In fact, by their 2015 statistics, these four players on average were striking out players at a better rate than even the Hall of Fame. Their performance is generally on par with the future inductees we had (Halladay, Rivera, etc.), albeit slightly poorer. Even then, this comparison shows that they have had Hall-worthy performance. Even if that has yet to accumulate enough, they're likely to be future inductees.

## Concessions
There are numerous potential issues with the analysis and classification that must be addressed:
1. Hall of Fame voting is non-stationary; the model assumes voting is consistent through over 60 years of different commitees. This simplifes our analysis greatly but is a fundamental flaw in the approach, used to get more data.
2. The models were trained solely on BBWAA voting, even though many of the current Hall of Fame members (including some that were mispredicted here) were voted in by other means.
3. Out of sample/test data fit is less indicative in this matter because of the overwhelmingly greater proportion of people who failed to make it to the Hall of Fame
4. Not all statistics have been adequately recorded, and the ways that awards were given out differed greatly over the years.
5. The players themselves changed characteristics over the years; an interesting analysis would be to look at the seasonal averages over time of different baseball traits.
6. Players were not grouped by position, or by category outside of batter/pitcher (ex: starter/reliever). This finite segmentation could lead to more effective models due to the differences that would ensue among groups in the data. Potentially clustering could have been done before that.
7. Reputation was not taken into effect in any of these cases; steroids are a key issue that have hurt many players' candidacies, but we did not have data for it.
8. Data is only up to the 2015 season, meaning my own intuition is limited to before then. Moreover, any recent stars such as Clayton Kershaw and Max Scherzer aren't included in predicting Hall of Famers because they just recently made their debuts back in that time.
9. There was very little pitcher data to validate the model on. Hold-outs could have been used alternatively; instead of Trevor Hoffman being the only out-of-sample example.
10. Classification of the model varied significantly with the model used - even slight changes in the model such as level of a decision tree would drastically impact the predictions.

## Reflections
Working with baseball data was fun and rewarding, between creating features such as our aggregate measures, reducing dimensionality and scaling of the data, and then this final analysis part with predicting future players. As this stands, the hitter model is incomplete even if the pitcher one is. The difficulties seen in this dataset are relatively expected, however - baseball is known for being a highly quantified sport, especially with the recent success of sabermetric-based teams like the Astros (and Billy Beane's Moneyball, the original spark of interest for baseball statistics to me), and more data will increase complexity.

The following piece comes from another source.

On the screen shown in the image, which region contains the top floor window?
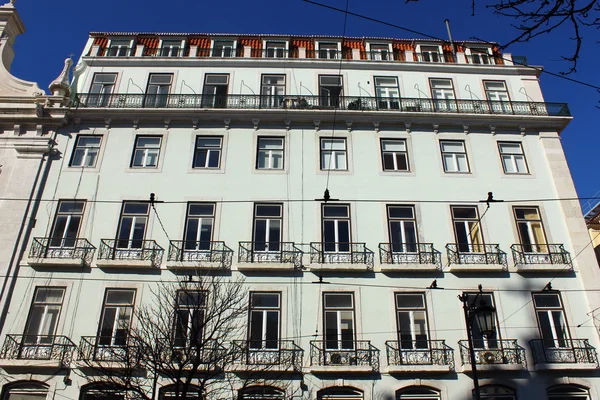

Thank you to Kaggle, Sean Lahman and his dataset for providing this wealth of information. Future analysis could be to extend the prediction period, scale performance by season to avoid penalizing players with fewer seasons of experience (especially in forward-looking predictions), finite classes within the pitcher/batter categories, and reduction of the training timeframe to have a more modern BBWAA's voting used.